Now, he says he is learning about love.  How to love other people, how to love himself.

A turning point for Rivera was the death of his grandfather, who saw young Roberto in his wholeness, simmering and on the brink of something. “He didn’t just see the talent and passion in me,” Rivera says of his grandfather, “He saw my pain.”

Rivera is the president and lead change agent of The Good Life Organization (GLO), a social enterprise that catches young people who slip through the cracks of our educational and social systems.  He catches them with hip-hop, storytelling, videography, and personal connection. He does it because he stepped out of the cracks himself in a journey that took him from “dope dealer to hope dealer.”

That’s how Rivera sees students in GLO’s afterschool Fulfill the Dream workshops, a series of encounters that draw out the genius of young people who are considered “at-risk”, but who have the impulse to give and create. Seeing the beauty beneath a rough exterior is what Rivera calls “Michelangelo vision” —the ability to look beyond like his grandfather could.

“He was my Michelangelo,” Rivera says. His grandfather was the son of immigrants. He went to college against the odds, sent money home to his siblings, and led an altruistic life grounded in the community. His death took Rivera off the “track to distraction,” the path that seeks a pleasure-centered life, filled with fleeting feel-good moments that leave an emptiness in their wake.
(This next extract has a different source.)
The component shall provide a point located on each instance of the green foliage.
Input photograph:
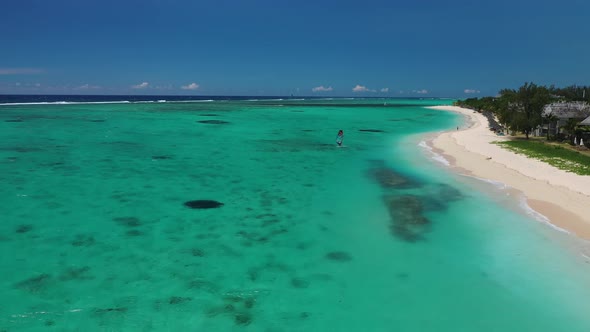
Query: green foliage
(562, 158)
(572, 93)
Ten years ago, Rivera started GLO as a service born out of love, he says. He works in underserved communities, mostly with young people of color who struggle as he did. “All that work is bursting out of the heart of a big brother who is trying to love these kids,” he says. “I want them to be great, to be walking in their dreams.”

As he pursues a Ph.D. in educational psychology at the University of Wisconsin-Madison, Rivera applies empirical evidence to what he already knows through experience: “Education can have the most profound impact on people’s lives.” But he is careful not to fall for clichéd strategies aimed at pulling kids from one side of the achievement gap to the other.

He notes that standard educational goals can produce high-achievers who go to Ivy League schools, earn their MBAs, join blue-chip corporations, and devise brilliant financial schemes that build immense wealth for the few on Wall Street, and chaos for everyone else.

It’s not enough to be smart, self-satisfied, and successful, Rivera says. “We want all kids on both sides of the gap to have a moral compass, to think critically, and to make the institutions that they’re a part of and the communities that they serve to be more just and more humane.”

At GLO, he reminds young people of their heritage in hip-hop, the most innovative cultural movement of this age. He tells them about the Jamaican-born, Bronx-raised DJ Kool Herc, who transformed the turntable into an instrument, got everyone break-dancing, and brought hip-hop into being. Kool Herc opened a space for joy and expression and thus transformed a culture. And he started out just like them.

“This is their history, and it’s important that they know it and claim it, and build off that foundation,” Rivera says. “If our kids today can recapture that narrative, realize their link in the chain of tradition, it’s not so farfetched that they might have the idea for the new Facebook.”

Rivera helps young people find their “inner GPS” and turn it up so that the reality of love dominates all others. “There’s a real clash of realities happening right now,” he says. “The one that will win is the one that people embody and live.”